Royal Goedewaagen in Gouda, originally a pipe factory from 1779, expanded throughout the 19th century by acquiring smaller factories. This growth allowed it to evolve into a major ceramic producer with an international footprint. The transition to a modern, technologically advanced factory in 1909 at Jaagpad marked a significant phase, enabling Goedewaagen to blend centuries-old Dutch ceramic traditions from Gouda with new production techniques.

The museum now has a collection of approximately 4,000 pieces of ceramics, ranging from decorative pottery to tableware, from tile to tile tableau to miniature house. The permanent collection consists of around 800 objects, which together tell the story of Dutch pottery production from 1880 onwards. Since 1989 the museum’s foundation does academic research on decorated Dutch ceramic made after this period.

The museum’s collection includes not only Goedewaagen products but next also a collection of Old Dutch majolica from the 1550-1650 period.
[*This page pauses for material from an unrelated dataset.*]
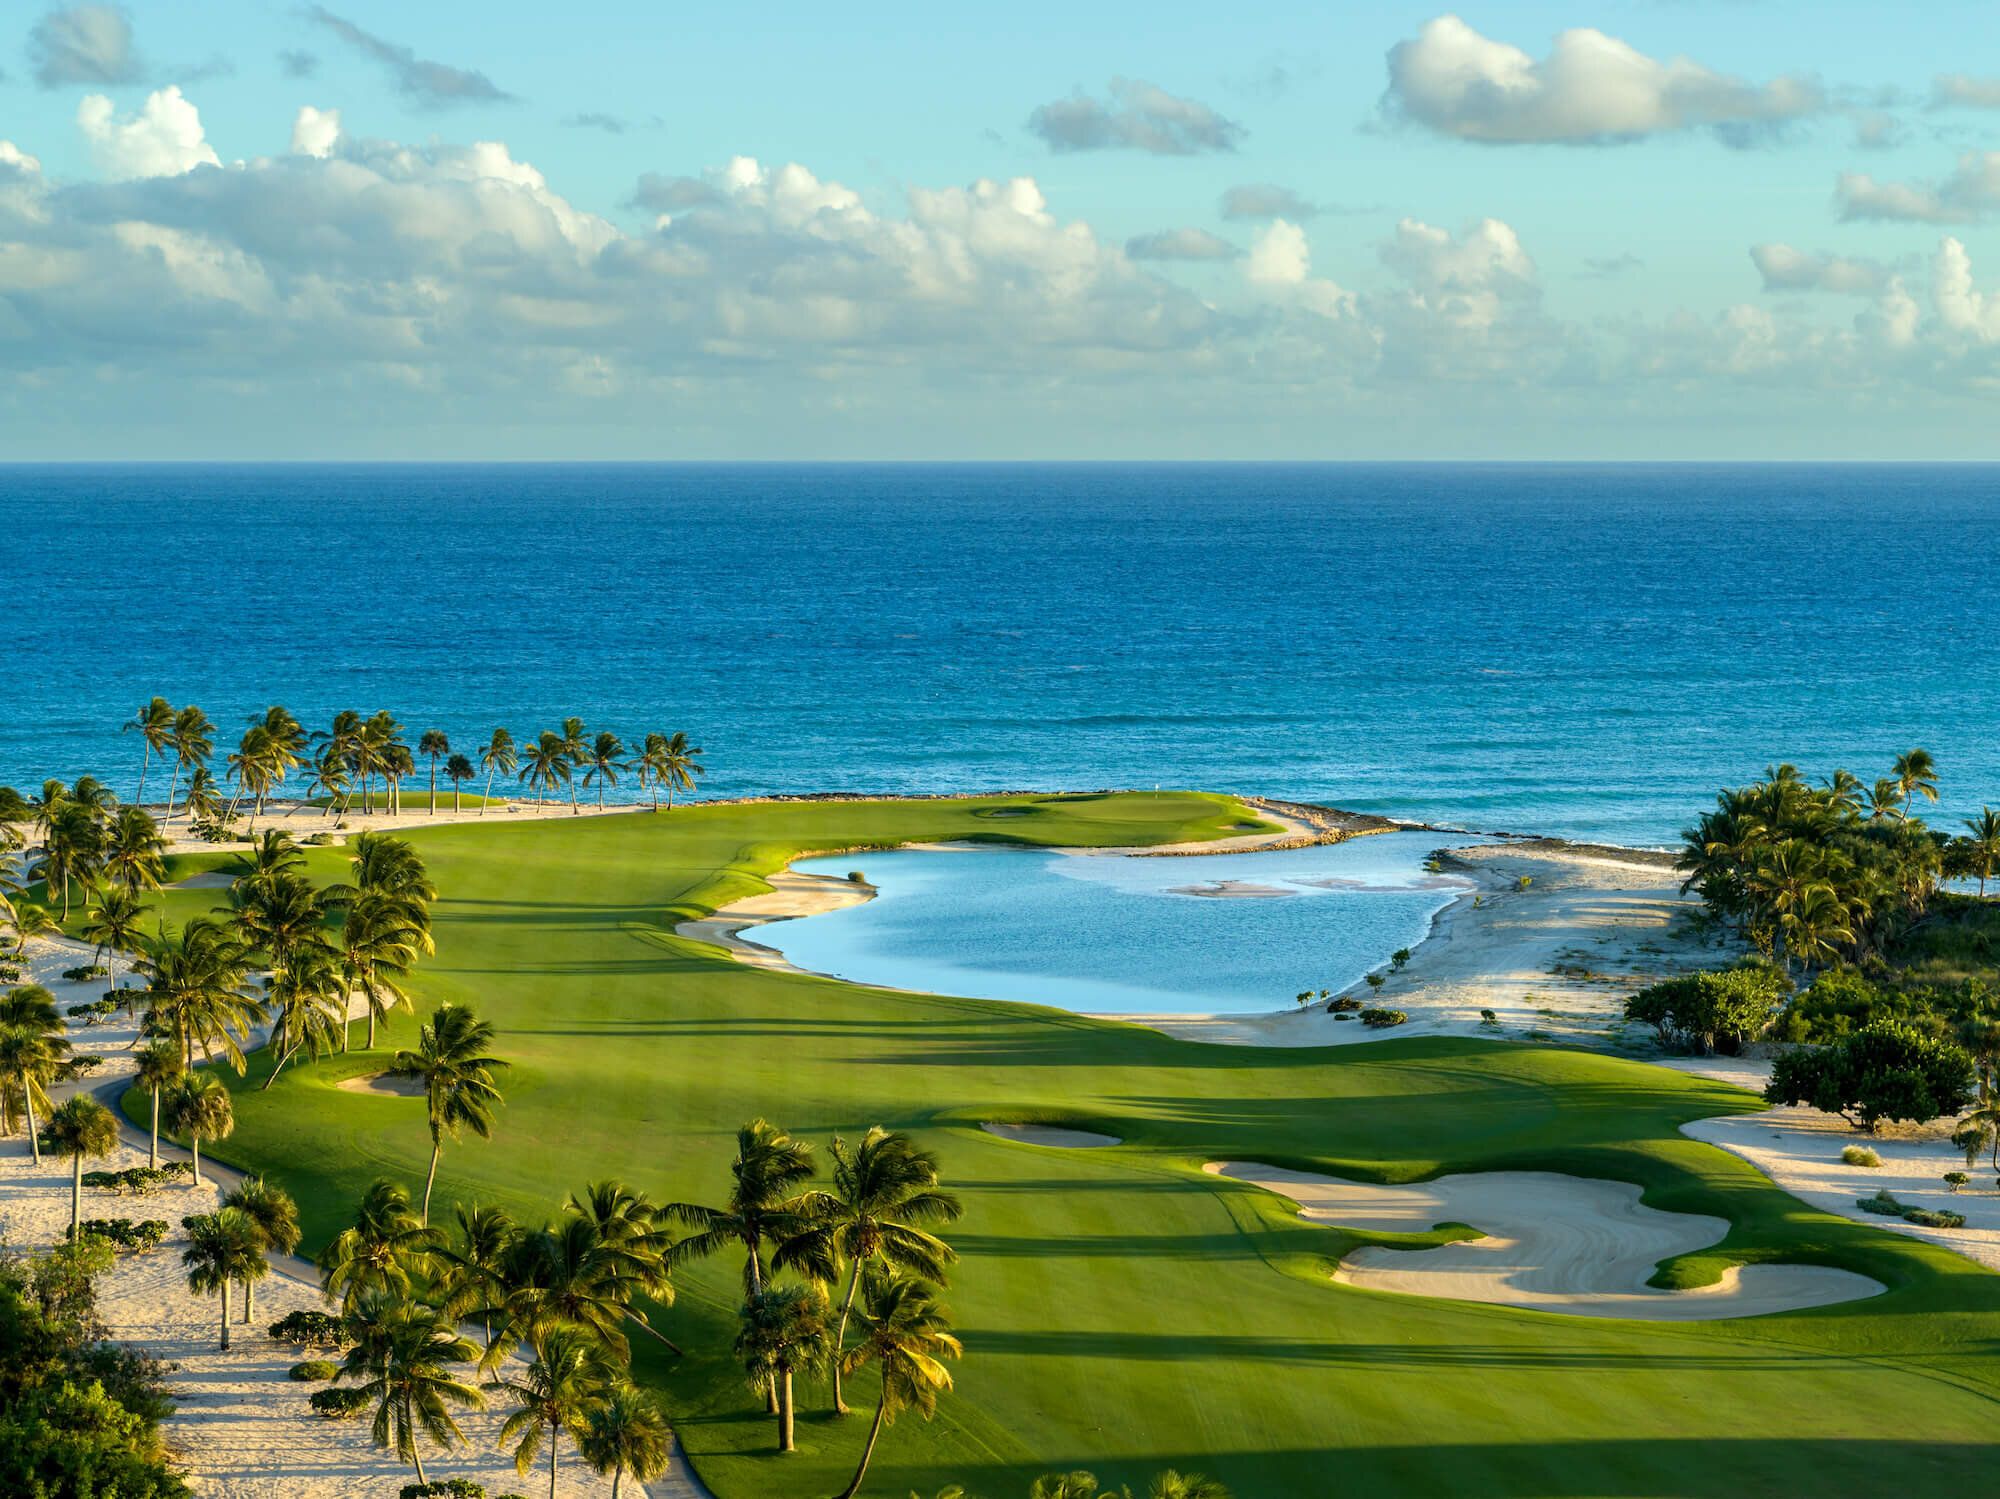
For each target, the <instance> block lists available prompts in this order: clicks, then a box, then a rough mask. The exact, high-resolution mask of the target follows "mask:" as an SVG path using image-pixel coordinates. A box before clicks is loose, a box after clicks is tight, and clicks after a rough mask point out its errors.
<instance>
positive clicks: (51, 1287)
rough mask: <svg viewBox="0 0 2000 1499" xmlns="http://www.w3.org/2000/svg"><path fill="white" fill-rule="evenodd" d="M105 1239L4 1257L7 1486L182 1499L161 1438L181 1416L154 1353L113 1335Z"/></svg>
mask: <svg viewBox="0 0 2000 1499" xmlns="http://www.w3.org/2000/svg"><path fill="white" fill-rule="evenodd" d="M110 1263H112V1251H110V1247H108V1245H106V1243H100V1241H94V1239H86V1241H82V1243H76V1245H62V1247H58V1249H54V1251H52V1253H48V1255H42V1257H40V1259H8V1261H0V1493H8V1495H116V1497H118V1499H182V1495H186V1493H188V1487H186V1483H182V1481H180V1477H178V1475H176V1471H174V1467H172V1463H170V1461H168V1455H166V1449H164V1443H162V1441H160V1421H162V1419H166V1417H168V1415H170V1413H172V1409H174V1407H172V1403H170V1401H168V1397H166V1385H164V1381H162V1371H160V1367H158V1365H156V1363H154V1361H152V1359H144V1357H140V1355H134V1353H126V1351H122V1349H118V1347H112V1345H110V1343H104V1341H102V1339H104V1329H102V1325H100V1323H98V1315H96V1291H94V1287H96V1277H98V1275H102V1273H104V1271H106V1269H110Z"/></svg>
These pieces provide insights into the artistic expressions of that time, marked by vibrant colors, reflecting the skills of craftsmen and the cultural exchanges of the period.

In the sixteenth century, many potters from Antwerp migrated to the northern Netherlands and established themselves in various cities. By 1600, the city of Haarlem emerged as the leading majolica centre. Multiple inventories show that forty-five potters had settled there and the production of majolica increased proportionally. Although it is impossible to identify and attribute the work of the forty-five potters in Haarlem, there is one exception: the wares of Willem Jansz. Verstraeten, who is considered the most important potter in Haarlem during the second quarter of the seventeenth century.

In addition to majolica, the museum’s collection also features modern ceramics, industrial products, and special exhibitions on decorative tiles and pipes. The museum serves a rich collection. Also, the museum regularly organizes temporary exhibitions and educational programs aimed at spreading knowledge about ceramics and its historical context in the Netherlands.

Focusing on both historical and modern ceramics, the Ceramic Museum Goedewaagen offers an insight into the rich ceramic traditions of the Netherlands.